The method also includes placing a tubular sleeve over the
collapsible core; increasing a pressure in the pressure chamber;
conforming the tubular sleeve to the profile of the collapsible
core; forming the centralizer; and collapsing the collapsible
core.
BRIEF DESCRIPTION OF THE DRAWINGS
[0022] So that the manner in which the above recited features can
be understood in detail, a more particular description of the
invention, briefly summarized above, may be had by reference to
embodiments, some of which are illustrated in the appended
drawings. It is to be noted, however, that the appended drawings
illustrate only typical embodiments of this invention and are
therefore not to be considered limiting of its scope, for the
invention may admit to other equally effective embodiments.
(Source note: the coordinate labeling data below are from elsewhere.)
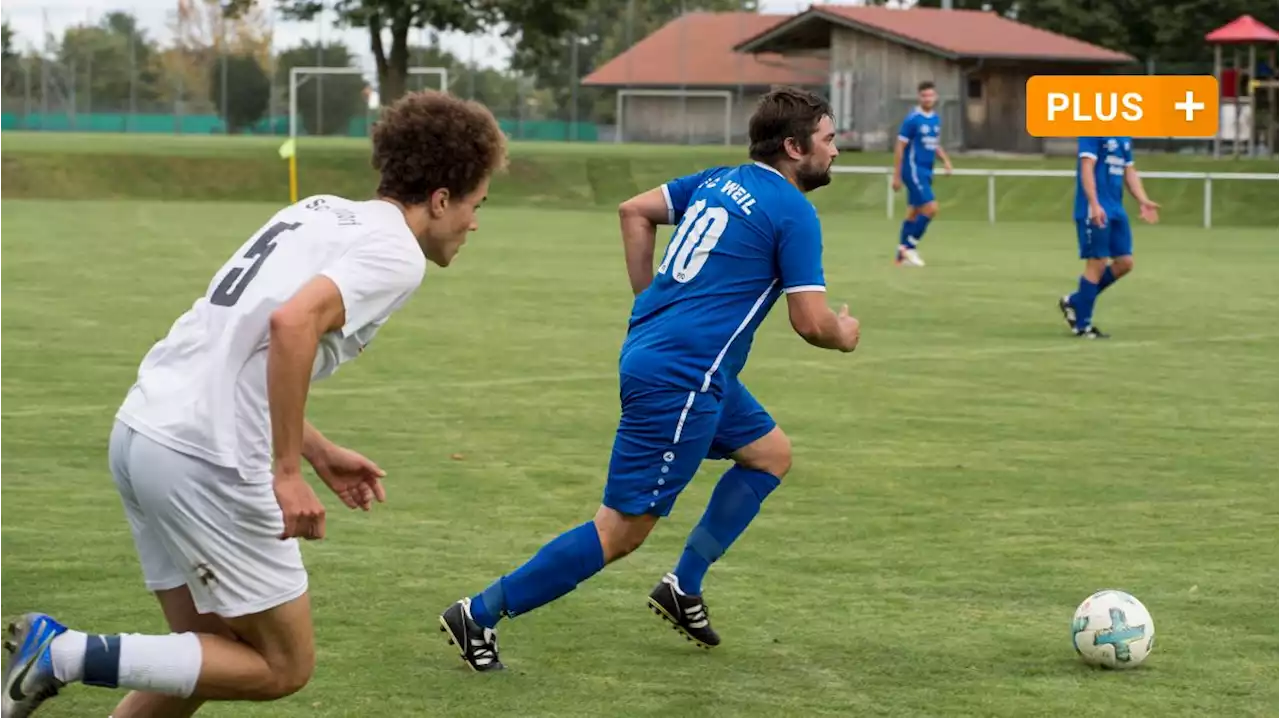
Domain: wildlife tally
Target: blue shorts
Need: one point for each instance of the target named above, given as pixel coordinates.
(919, 187)
(663, 437)
(1115, 239)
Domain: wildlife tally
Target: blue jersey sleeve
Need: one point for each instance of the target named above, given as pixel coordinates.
(679, 192)
(799, 251)
(908, 128)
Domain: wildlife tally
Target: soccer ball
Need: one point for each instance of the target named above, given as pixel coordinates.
(1112, 630)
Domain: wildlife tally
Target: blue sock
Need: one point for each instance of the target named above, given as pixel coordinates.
(922, 223)
(1083, 302)
(735, 502)
(101, 662)
(1109, 278)
(556, 570)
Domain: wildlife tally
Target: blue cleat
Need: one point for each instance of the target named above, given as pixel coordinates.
(28, 676)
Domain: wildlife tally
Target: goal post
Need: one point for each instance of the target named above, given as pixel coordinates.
(663, 115)
(298, 77)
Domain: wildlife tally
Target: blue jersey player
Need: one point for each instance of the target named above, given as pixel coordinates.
(919, 141)
(1104, 169)
(744, 237)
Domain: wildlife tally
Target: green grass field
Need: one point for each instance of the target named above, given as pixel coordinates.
(960, 483)
(566, 175)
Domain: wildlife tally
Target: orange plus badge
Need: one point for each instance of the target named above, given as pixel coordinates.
(1121, 105)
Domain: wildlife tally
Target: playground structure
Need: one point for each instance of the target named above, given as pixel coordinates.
(1244, 111)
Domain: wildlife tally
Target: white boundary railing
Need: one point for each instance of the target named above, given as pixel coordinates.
(991, 174)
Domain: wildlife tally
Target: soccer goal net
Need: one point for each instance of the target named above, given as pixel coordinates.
(342, 101)
(679, 117)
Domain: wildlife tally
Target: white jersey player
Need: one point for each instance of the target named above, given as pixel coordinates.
(208, 446)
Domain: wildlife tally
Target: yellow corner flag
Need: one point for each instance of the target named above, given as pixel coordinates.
(289, 151)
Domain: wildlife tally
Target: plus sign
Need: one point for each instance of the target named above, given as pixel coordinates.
(1189, 105)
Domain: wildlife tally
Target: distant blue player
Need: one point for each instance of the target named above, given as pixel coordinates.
(1104, 169)
(745, 237)
(918, 142)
[0023] FIG. 1 is a partial view of drilling casing disposed in an
existing casing. The drilling casing is shown with an embodiment of
a centralizer.
[0024] FIGS. 2A-B are different views of another embodiment of a
centralizer.
[0025] FIGS. 3A-B are different views of another embodiment of a
centralizer.
[0026] FIG. 4 depicts an embodiment of a casing protector.
[0027] FIG. 5 is an embodiment of a coupling having a band of
coating.
[0028] FIGS. 6A-C are different embodiments of a coupling coated
with a friction reducing material.
[0029] FIG. 7 is a partial view of a drilling casing made up a
flush joint casing.
[0030] FIGS. 8A-C present different views of another embodiment of
a centralizer.
[0031] FIGS. 9A-B show another embodiment of a centralizer.
[0032] FIG. 10 shows an embodiment of an apparatus suitable for
forming a centralizer.
[0033] FIG. 11 is another perspective of the apparatus of FIG.
10.
[0034] FIG. 12 is another perspective of the apparatus of FIG.
10.
[0035] FIGS. 13 and 14 show another embodiment of forming a
centralizer.
[0036] FIGS. 15 and 16 show another embodiment of a
centralizer.
DETAILED DESCRIPTION OF THE PREFERRED EMBODIMENT
[0037] Methods and apparatus are provided for reducing the
occurrence of drilling vibration when performing drilling with
casing.
[0038] FIG. 1 shows partial view of a drilling casing 10 disposed
in an existing casing 20. The existing casing 20 has been cemented
to line the wellbore 5. The drilling casing 10 is run into the
wellbore 5 with a drilling assembly disposed at a lower portion to
extend the wellbore 5. The drilling casing 10 is shown with two
casing sections 11, 12 connected together by a coupling 15.
Moreover, the coupling 15 has a larger outer diameter than the
casing sections 11, 12. Therefore, the coupling 15 is more likely
to contact the existing casing 20 than the casing sections 11, 12
during rotation.
[0039] In FIG. 1, the drilling casing 10 is equipped with a
friction reducing tool 100 for minimizing drilling vibration. In
one aspect, the friction reducing tool 100 is positioned on the
drilling casing 10 between two stop collars 30. The collars 30
limit the axial movement of the friction reducing tool 100.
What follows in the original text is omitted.